I have an issue that should have a very straight forward solution but I can't seem to find it. Basically I have observations nested within district*county but their values of candidate are wrong and the information for a single candidate is spread through multiple columns. The original dataset has the same problem but instead of only four non.grouping variables it has 500 .

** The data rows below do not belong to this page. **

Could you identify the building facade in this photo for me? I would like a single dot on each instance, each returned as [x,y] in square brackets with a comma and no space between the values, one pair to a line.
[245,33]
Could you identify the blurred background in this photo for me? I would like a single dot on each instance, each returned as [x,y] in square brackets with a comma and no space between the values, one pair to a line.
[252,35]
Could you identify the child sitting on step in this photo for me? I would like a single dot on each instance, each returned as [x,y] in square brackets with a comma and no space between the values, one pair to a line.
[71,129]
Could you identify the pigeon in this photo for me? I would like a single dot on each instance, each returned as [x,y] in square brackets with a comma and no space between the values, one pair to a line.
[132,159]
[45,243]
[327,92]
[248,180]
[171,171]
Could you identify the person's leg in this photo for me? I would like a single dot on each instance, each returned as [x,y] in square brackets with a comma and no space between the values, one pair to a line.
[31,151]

But here it's what it looks like now:
current_df
county district candidate name votes party
1 E100 1 1 john NA <NA>
2 E100 1 2 <NA> 100 <NA>
3 E100 1 3 <NA> NA D
4 E101 2 4 maria NA <NA>
5 E101 2 5 <NA> 200 <NA>
6 E101 2 6 <NA> NA I
7 E202 1 7 tom NA <NA>
8 E202 1 8 <NA> 78 <NA>
9 E202 1 9 <NA> NA R
10 E204 3 10 jose NA <NA>
11 E204 3 11 <NA> 120 <NA>
12 E204 3 12 <NA> NA <NA>
And this is what I'd want to have:
target_df <- data.frame(county = c("E100", "E101","E202", "E204"),
district= c(1, 2, 1, 3),
candidate = c(1, 1, 2, 1),
name = c("john","maria",
"tom", "jose"),
votes = c(100,
200,
78,
120),
party = c( "D",
"I",
"R",
NA))
Again, if there is a solution that doesn't build on the fact that there are only 4 variables other than county and district that's ideal because I have many in many dataframe. For reference, candidate
is just the ordered indicator of the candidate within each district.
Also, some rows, as is the case of that with candidate == "jose"
in target_df
have NA for their party value. This is just a function of the data's context.
I've tried way to many things and can't still find something doing it well. Any pointers very welcome, thanks!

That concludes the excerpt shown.